Constituem um sinal exterior da devoção através dos quais o crente materializa
a sua crença no divino.
“O resplendor é um dos atributos
do Senhor Santo Cristo e é, igualmente, um documento do sentido estético do
barroco, do gosto pelo aparato no contexto do exacerbamento das paixões e das
emoções inerente à própria imagem e ao ritual a que está associada. Porém, não
se trata um adereço qualquer. Trata-se de um complemento inerente a uma imagem
cujo culto continua ativo. Nesta contingência e à partida, a imagem fica
truncada do resplendor; o resplendor, atributo da representação da divindade,
também perde leitura sem a imagem que o justifica e o seu significado ficará
necessariamente truncado, caso seja apresentado apenas em função do seu
conteúdo material e estilístico. Cabe, por isso, ao museu – e aos curadores –
criar as estratégias que compensem ambos os fenómenos de perda e,
simultaneamente, esclareçam as tutelas e os devotos acerca das vantagens e das
contrapartidas decorrentes de uma ação que, além disso, é temporária.
“A questão de fundo tem a ver com
a noção de património e o sentido de pertença. Mais do que à Irmandade, a
imagem e o seu resplendor pertencem a quem lhe presta culto. Pois é no uso e no
zelo que está o merecimento. Enquanto houver uma função de uso, esta
sobrepõe-se a outras utilizações secundárias, sejam marginais ou complementares.

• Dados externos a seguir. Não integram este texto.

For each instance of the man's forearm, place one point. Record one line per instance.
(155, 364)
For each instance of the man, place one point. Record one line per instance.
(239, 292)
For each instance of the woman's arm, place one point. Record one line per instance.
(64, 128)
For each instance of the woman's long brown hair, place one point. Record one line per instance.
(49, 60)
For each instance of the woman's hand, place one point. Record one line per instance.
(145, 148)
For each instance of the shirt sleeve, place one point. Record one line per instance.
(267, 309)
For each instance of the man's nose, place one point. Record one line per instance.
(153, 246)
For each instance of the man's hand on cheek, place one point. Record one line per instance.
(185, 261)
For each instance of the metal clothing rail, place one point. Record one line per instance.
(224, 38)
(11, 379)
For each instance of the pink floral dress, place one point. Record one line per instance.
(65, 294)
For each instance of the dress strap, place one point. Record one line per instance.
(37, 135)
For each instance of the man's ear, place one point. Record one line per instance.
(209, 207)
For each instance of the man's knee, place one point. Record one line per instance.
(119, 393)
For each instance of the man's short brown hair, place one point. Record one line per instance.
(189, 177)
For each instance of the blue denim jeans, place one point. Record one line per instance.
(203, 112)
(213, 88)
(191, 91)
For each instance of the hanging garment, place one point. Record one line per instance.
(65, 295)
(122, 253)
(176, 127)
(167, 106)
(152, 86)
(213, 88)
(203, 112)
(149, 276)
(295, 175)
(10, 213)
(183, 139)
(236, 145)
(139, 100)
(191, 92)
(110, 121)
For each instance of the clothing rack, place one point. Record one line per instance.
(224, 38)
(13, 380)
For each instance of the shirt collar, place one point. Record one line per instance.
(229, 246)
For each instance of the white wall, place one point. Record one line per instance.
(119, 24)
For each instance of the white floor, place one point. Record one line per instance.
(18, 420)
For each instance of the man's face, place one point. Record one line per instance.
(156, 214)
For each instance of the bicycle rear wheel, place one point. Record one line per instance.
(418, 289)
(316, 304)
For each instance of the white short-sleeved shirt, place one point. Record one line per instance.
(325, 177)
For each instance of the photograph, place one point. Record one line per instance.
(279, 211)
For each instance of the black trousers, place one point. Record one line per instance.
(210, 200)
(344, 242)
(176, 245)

Se for quem se opõe ao empréstimo do resplendor para a exposição no Museu de
Arte Antiga, for quem lhe presta o culto e lhe garante uma contínua devoção, a
sua decisão deve ser soberana porque, neste caso, a funcionalidade se mantém
ativa. A quem pede o empréstimo, se estiver convicto da consistência e da
articulação do projeto museológico, resta encetar uma ação de pedagogia junto
da comunidade, apresentando os argumentos que justificam a inclusão da peça no
programa expositivo e oferecendo alternativas para que a imagem, sem o
resplendor, não perca a integridade aos olhos de quem a procure.
“Neste processo, ao invés de
extremar posições, impunha-se a procura de consensos. A resolução não deveria
ter sido ao arrepio de quem efetivamente zela pela preservação de um património
que considera seu e, como tal, lhe garante a autenticidade”.